I will eventually get to the question of the frame in Latin American Studies and in my own work, but first let me attempt to say something regarding the critique that we have not been able to thematize exploitation.
Sauri and Di Stefano (see below) say: “while infrapolitics offers a compelling means for a critique of domination that foregrounds the failure of every hegemonic articulation . . . by taking into account the excluded nonsubject, how might it lead to a transformation of a mode of production defined, above all, by exploitation?” Well, that is the one-million dollar question, as they say–which unfortunately can only have a trivial answer. It amounts to asking, for instance, how it would be possible for feminism, or for the civil rights movement, to put an end to capitalism. They continue: “How might we map the movement from the infrapolitical to politics itself.”
So, just to clear up a possible initial misunderstanding, the infrapolitical is always already in a relation to politics. That`s why they call it infrapolitics. Now, if we combine this latter question with the first, as we presumably are meant to do, the real question is not about mapping the movement from the infrapolitical to politics, but rather about mapping the movement from the infrapolitical to a revolution that would signal the end of exploitation. And, again, this is a question that can only have a trivial answer, as not even Marxism has an answer on its own terms (“how can we map the movement from Marxism to the end of exploitation?” “Well, it is for history to decide, it will only happen where there are mature global conditions, political voluntarism will not work, there cannot be socialism in one country, and so forth.”)
But perhaps, in the spirit of free discussion, just to continue to develop the idea, we could say that, if infrapolitics in general allows (if it is the name for the form of thought that can only allow) for reflection on the non-political underside of any political irruption, then not only is infrapolitics the very condition of any thematization of exploitation (as well as of exclusion), but it is also the condition of their reduction and tendential elimination (just as it can also be the condition of their intensification).

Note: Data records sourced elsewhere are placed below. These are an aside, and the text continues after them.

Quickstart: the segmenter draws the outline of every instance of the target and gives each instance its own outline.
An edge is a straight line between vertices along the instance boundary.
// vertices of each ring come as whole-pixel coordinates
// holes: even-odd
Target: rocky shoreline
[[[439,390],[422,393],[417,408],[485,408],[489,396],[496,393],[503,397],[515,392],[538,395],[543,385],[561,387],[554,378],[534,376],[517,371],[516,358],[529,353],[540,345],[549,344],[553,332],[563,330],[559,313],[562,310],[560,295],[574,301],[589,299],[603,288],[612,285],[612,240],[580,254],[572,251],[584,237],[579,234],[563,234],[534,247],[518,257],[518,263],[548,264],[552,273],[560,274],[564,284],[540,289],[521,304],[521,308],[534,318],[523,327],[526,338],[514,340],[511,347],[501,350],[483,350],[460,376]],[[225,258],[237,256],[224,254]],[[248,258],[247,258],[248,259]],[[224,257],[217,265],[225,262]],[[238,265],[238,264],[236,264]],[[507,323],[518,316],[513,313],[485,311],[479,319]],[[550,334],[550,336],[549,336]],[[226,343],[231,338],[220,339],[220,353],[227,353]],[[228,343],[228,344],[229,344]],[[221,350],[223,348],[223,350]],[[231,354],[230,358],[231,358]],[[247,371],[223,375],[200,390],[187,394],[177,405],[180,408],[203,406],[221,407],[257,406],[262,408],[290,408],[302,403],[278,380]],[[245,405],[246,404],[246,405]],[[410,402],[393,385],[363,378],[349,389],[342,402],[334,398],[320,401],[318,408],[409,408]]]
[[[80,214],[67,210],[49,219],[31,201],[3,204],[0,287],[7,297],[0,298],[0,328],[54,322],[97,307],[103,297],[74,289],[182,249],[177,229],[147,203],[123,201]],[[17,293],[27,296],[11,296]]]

If politics is in every case, and necessarily, an enactment of the sacrificial structuration of history, as María Zambrano liked to say, then infrapolitics is the dimension of life where the end of sacrifice can be experienced liminally, potentially. To that precise extent infrapolitics is the hyperbolic condition of democracy. No democracy without infrapolitics, no infrapolitics without democracy!
I think infrapolitics has no problem with producing and, in fact, actively welcomes every critique of exploitation, every critique of exclusion. Its task is, furthermore, not to stop there, but also to examine the conditions of such critiques in order to radicalize them towards non-sacrificial structurations of political life. Which, on the other hand, we know will never obtain. This is, as far as I can see, the necessarily aporetic dimension of the relation infrapolitics-politics.